Vu la procédure suivante :

Par une requête et un mémoire, enregistrés les 12 avril et 22 septembre 2022, la société anonyme (SA) Leroy Merlin France, représentée par la société d'exercice libéral par actions simplifiée Fidal, demande au tribunal :

1°) de prononcer la décharge des cotisations primitives de cotisation foncière des entreprises, et des taxes annexes auxquelles elle a été assujettie au titre de l'année 2020, dans les rôles de la commune de Mâcon ;

2°) de mettre à la charge de l'Etat la somme de 5 000 euros au titre de l'article L. 761-1 du code de justice administrative🏛.

Elle soutient que :

- sa réclamation ne tendait pas à la contestation des coefficients de localisation ;

- elle doit bénéficier, au titre de l'année 2020, des mécanismes de planchonnement et de lissage sur la base d'un coefficient de localisation égal à 1,3, applicable dès l'imposition de 2017, dès lors que la fixation à 1,3 de ce coefficient de localisation à compter de l'imposition due au titre de l'année 2019 ne résulte pas d'un changement de circonstances ou de faits, mais d'une erreur commise par la commission départementale des valeurs locatives des locaux professionnels ;

- le refus de lui accorder le dégrèvement sollicité constitue une rupture d'égalité entre les contribuables dont les valeurs locatives ont été correctement évaluées dès l'année 2017, et les contribuables pour lesquels le coefficient de localisation n'a été fixé qu'à compter d'une année ultérieure.

Par deux mémoires en défense, enregistrés les 9 août et 3 octobre 2022, ce dernier mémoire n'ayant pas été communiqué, le directeur régional des finances publiques de Bourgogne-Franche-Comté et du département de la Côte-d'Or conclut au rejet de la requête.

Il soutient que les moyens soulevés par la société requérante ne sont pas fondés.

Les parties ont été informées par une lettre du 9 août 2022 que cette affaire était susceptible, à compter du 26 septembre 2022, de faire l'objet d'une clôture d'instruction à effet immédiat en application des dispositions de l'article R. 611-11-1 du code de justice administrative🏛.

La clôture de l'instruction a été fixée au 3 octobre 2022 par ordonnance du même jour.

Vu les autres pièces du dossier.

Vu :

- l'ordonnance n°58-1067 du 7 novembre 1958🏛 ;

- le code général des impôts et le livre des procédures fiscales🏛 ;

- le code de justice administrative.

Les parties ont été régulièrement averties du jour de l'audience.

Ont été entendus au cours de l'audience publique :

- le rapport de M. B A,

- et les conclusions de Mme Mélody Desseix, rapporteure publique.

Considérant ce qui suit :

1. La société anonyme (SA) Leroy Merlin France est propriétaire de locaux commerciaux sis 448 rue Jacquard à Mâcon en Saône-et-Loire, pour lesquels elle a été assujettie à la cotisation foncière des entreprises et aux taxes annexes à cette taxe, au titre de l'année 2020, à raison d'une somme de 84 375 euros.
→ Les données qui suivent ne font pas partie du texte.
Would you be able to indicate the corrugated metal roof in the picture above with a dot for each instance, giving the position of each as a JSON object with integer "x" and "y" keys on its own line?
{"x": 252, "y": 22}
Par une décision explicite du 24 février 2022, l'administration fiscale a rejeté la réclamation contentieuse du 29 décembre 2021 de la société. Par sa requête, la SA Leroy Merlin France demande au tribunal la décharge de cette imposition primitive.
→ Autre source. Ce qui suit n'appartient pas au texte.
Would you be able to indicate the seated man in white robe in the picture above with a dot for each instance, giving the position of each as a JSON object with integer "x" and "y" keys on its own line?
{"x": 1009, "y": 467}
Sur les conclusions à fin de décharge :

2. Aux termes du premier alinéa de l'article 1467 du code général des impôts🏛 : " La cotisation foncière des entreprises a pour base la valeur locative des biens passibles d'une taxe foncière situés en France, à l'exclusion des biens exonérés de taxe foncière sur les propriétés bâties en vertu des 11°, 12° et 13° de l'article 1382, dont le redevable a disposé pour les besoins de son activité professionnelle pendant la période de référence définie aux articles 1467 A et 1478, à l'exception de ceux qui ont été détruits ou cédés au cours de la même période. ".
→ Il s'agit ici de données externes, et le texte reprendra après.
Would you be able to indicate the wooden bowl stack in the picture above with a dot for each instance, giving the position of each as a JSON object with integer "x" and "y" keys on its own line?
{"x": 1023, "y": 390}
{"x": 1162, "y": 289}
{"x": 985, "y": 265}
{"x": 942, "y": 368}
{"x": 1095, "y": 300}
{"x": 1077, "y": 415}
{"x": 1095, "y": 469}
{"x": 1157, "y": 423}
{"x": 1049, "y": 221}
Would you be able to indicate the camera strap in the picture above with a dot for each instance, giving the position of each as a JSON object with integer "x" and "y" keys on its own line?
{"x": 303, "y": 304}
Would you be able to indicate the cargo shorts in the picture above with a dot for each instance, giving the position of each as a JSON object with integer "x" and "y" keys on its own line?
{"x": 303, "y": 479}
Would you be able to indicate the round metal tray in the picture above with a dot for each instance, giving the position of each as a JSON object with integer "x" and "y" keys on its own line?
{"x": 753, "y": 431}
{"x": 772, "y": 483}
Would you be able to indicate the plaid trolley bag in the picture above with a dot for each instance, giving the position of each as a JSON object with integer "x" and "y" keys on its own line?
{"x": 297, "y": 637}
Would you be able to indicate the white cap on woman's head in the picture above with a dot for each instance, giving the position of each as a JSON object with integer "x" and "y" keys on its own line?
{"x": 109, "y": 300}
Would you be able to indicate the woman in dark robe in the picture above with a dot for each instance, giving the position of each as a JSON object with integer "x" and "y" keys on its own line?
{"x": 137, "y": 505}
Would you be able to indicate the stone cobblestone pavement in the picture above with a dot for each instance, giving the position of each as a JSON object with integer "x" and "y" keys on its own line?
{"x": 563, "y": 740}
3. Aux termes du I de l'article 1498 du code général des impôts🏛, dans sa version applicable à l'année 2018 : " La valeur locative de chaque propriété bâtie ou fraction de propriété bâtie, autres que les locaux mentionnés au I de l'article 1496, que les établissements industriels mentionnés à l'article 1499 et que les locaux dont la valeur locative est déterminée dans les conditions particulières prévues à l'article 1501, est déterminée selon les modalités prévues aux II ou III du présent article. / Les propriétés mentionnées au premier alinéa sont classées dans des sous-groupes, définis en fonction de leur nature et de leur destination. A l'intérieur d'un sous-groupe, elles sont classées par catégories, en fonction de leur utilisation, de leurs caractéristiques physiques, de leur situation et de leur consistance. Les sous-groupes et catégories de locaux sont déterminés par décret en Conseil d'Etat. ". Aux termes du II du même article : " A. - La valeur locative de chaque propriété bâtie ou fraction de propriété bâtie mentionnée au I est déterminée en fonction de l'état du marché locatif à la date de référence du 1er janvier 2013, sous réserve de la mise à jour prévue au III de l'article 1518 ter. / Elle est obtenue par application d'un tarif par mètre carré déterminé conformément au 2 du B du présent II à la surface pondérée du local définie au C du présent II. / B. () 2. Les tarifs par mètre carré sont déterminés sur la base des loyers moyens constatés dans chaque secteur d'évaluation par catégorie de propriétés. / () Les tarifs par mètre carré peuvent être majorés de 1,1,1,15,1,2 ou 1,3 ou minorés de 0,7,0,8,0,85 ou 0,9, par application d'un coefficient de localisation destiné à tenir compte de la situation particulière de la parcelle d'assise de la propriété au sein du secteur d'évaluation. ". Aux termes du premier alinéa du A du III du même article : " La valeur locative des propriétés ou des fractions de propriété qui présentent des caractéristiques exceptionnelles est déterminée en appliquant un taux de 8 % à la valeur vénale de la propriété ou fraction de propriété, telle qu'elle serait constatée si elle était libre de toute location ou occupation à la date de référence définie au B du présent III. ".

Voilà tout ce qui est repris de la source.